Oh Rachel, we have our first wedding anniversary tomorrow, and I can't get my head around it might be our last...
I dont want to be a widow either.. :(
Sending you a big hug xx
 
It is an awful word isn't it. I'm sorry Rachel
 
So sorry Rachel. I cannot even begin to imagine what you are going through.
Thinking of you. Often.
 
I'm not ready either! It hasn't happened yet, but I resist the day! God Bless!
 
Rachel I wasn't either:( I miss my husband so much!
 
That's a horrible word. There are so many reminders in everything we do that reaffirms we are not a couple anymore. I still speak of Bob as my husband though. So sorry. I know all of us feel for you and with you. Yasmin.
 
I hate that word and I hate SINGLE. Paperwork that has to be filled out depresses me with the word WIDOW. I still refer to others that have lost their husband's as "wife."
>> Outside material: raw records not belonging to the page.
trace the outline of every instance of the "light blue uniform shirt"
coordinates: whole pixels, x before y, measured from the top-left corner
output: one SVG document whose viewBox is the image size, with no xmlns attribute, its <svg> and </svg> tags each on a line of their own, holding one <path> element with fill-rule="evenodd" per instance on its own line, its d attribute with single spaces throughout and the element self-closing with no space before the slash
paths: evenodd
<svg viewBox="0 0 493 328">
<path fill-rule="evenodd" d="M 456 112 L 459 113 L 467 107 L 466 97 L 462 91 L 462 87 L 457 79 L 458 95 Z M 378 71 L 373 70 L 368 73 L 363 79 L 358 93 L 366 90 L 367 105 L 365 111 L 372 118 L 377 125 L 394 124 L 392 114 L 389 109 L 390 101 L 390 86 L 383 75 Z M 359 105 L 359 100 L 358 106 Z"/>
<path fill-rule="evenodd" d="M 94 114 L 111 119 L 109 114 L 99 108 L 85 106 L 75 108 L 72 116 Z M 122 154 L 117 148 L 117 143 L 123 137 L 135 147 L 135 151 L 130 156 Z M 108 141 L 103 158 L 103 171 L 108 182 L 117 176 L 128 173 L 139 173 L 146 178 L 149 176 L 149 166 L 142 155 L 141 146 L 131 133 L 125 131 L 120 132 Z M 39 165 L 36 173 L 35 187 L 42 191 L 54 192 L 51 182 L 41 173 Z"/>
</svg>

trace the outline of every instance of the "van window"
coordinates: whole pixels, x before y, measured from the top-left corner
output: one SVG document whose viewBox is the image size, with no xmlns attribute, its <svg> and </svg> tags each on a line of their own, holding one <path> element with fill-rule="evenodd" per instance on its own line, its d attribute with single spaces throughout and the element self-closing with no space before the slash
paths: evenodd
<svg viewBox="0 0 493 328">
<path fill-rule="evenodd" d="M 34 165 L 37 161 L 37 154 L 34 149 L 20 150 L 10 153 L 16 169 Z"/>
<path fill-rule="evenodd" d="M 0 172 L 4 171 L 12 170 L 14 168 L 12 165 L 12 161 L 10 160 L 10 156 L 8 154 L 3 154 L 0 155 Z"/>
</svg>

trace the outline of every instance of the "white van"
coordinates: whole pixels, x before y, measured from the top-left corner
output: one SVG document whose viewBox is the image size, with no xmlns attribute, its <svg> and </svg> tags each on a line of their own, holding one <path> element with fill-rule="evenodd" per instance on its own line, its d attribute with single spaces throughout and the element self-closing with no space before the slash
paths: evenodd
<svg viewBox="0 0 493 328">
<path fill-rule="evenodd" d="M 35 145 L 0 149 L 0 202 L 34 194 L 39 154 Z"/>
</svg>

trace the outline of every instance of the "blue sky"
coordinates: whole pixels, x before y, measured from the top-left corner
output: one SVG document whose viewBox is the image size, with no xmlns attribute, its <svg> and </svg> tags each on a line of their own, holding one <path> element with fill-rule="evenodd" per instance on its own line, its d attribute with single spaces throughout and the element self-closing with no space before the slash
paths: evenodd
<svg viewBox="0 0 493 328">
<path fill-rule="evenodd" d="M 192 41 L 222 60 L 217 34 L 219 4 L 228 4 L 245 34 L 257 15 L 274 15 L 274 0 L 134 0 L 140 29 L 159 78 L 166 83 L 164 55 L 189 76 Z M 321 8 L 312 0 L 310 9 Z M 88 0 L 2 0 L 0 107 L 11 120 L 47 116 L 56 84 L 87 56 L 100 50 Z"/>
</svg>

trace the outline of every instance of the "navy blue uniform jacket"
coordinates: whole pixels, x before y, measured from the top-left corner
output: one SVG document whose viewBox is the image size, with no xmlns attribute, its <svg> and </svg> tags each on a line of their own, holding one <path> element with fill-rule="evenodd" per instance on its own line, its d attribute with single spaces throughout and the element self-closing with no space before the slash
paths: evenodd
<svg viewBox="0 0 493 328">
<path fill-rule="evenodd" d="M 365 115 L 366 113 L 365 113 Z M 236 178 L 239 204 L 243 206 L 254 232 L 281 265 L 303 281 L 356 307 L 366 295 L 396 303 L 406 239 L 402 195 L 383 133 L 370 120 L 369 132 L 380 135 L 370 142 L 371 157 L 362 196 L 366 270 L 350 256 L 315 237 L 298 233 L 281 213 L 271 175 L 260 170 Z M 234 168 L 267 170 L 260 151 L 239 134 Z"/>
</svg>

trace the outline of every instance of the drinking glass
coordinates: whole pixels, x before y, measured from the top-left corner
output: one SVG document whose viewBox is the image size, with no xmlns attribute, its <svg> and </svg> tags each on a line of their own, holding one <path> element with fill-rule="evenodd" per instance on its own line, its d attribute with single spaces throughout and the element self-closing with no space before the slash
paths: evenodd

As far as I'm concerned, I'm still "married." He's just gone to a better place, for now. I know time will help me adjust, but the words people use to describe our situation are stark reminders of what has transpired.

Love to you all...
 
As I've said before, I don't mind the word widow. At least it honors the fact that I was married to Terry. Like you, CJ, I really hate it when I have to hit the "single" block on forms. I just don't feel single.
 
How can you be single when you still love someone and they will always love you
 
Wow Rachel, that struck a chord....going down the same path and dreading that word. Will keep you in my thoughts and prayers! Hugs and big prayers for comfort and peace being sent your way.

Ruth
 
Maybe it's a guy thing, or maybe it reflects my moving on. I consider "widower" to be a badge of honor. It's because I know I did good by my wife.
BEING single is weird, because I really miss having someone to share life with. I'm going to Japan and England next year. I took my kids--and their girlfriends--to Italy last year, but what about a traveling partner FOR ME? On the other hand, I guess it's like being 18 again, having a completely new future ahead of me--a future of my choosing. I can start over. But then there's that 57-year-old thought like "who would want me" and "why would I want someone my own age." Doesn't make any sense. Then of course, there's the realization that I'm not gonna have love or even make love or hug anyone for the next forty years. So this is a really weird year for me. Eating dinner alone is the least weird thing about this.
 
I hate that word too! i hated that I joined this club, it sucks. I would give all of my tomorrows for one yesterday. I miss him so much! reminders are everywhere, of what was, what could have been, what can never be. people try to understand and i know they mean well.. but they dont have one damn clue, unless you have joined the ranks yourself. It makes my blood boil when they dont have a widow spot, and even worse when they do. some people know.. some dont. I hate the pitty face that those who do give me... and I hate the reaction when people who dont know tilt ther head and say... oh im sorry, it must be awful. ya think? really? no... its been great, i think everyone should buy stock in it.
 
I'm so very sorry for your loss, Rachel. To still love someone who is no longer present in this world is one of the most difficult things I've had to cope with.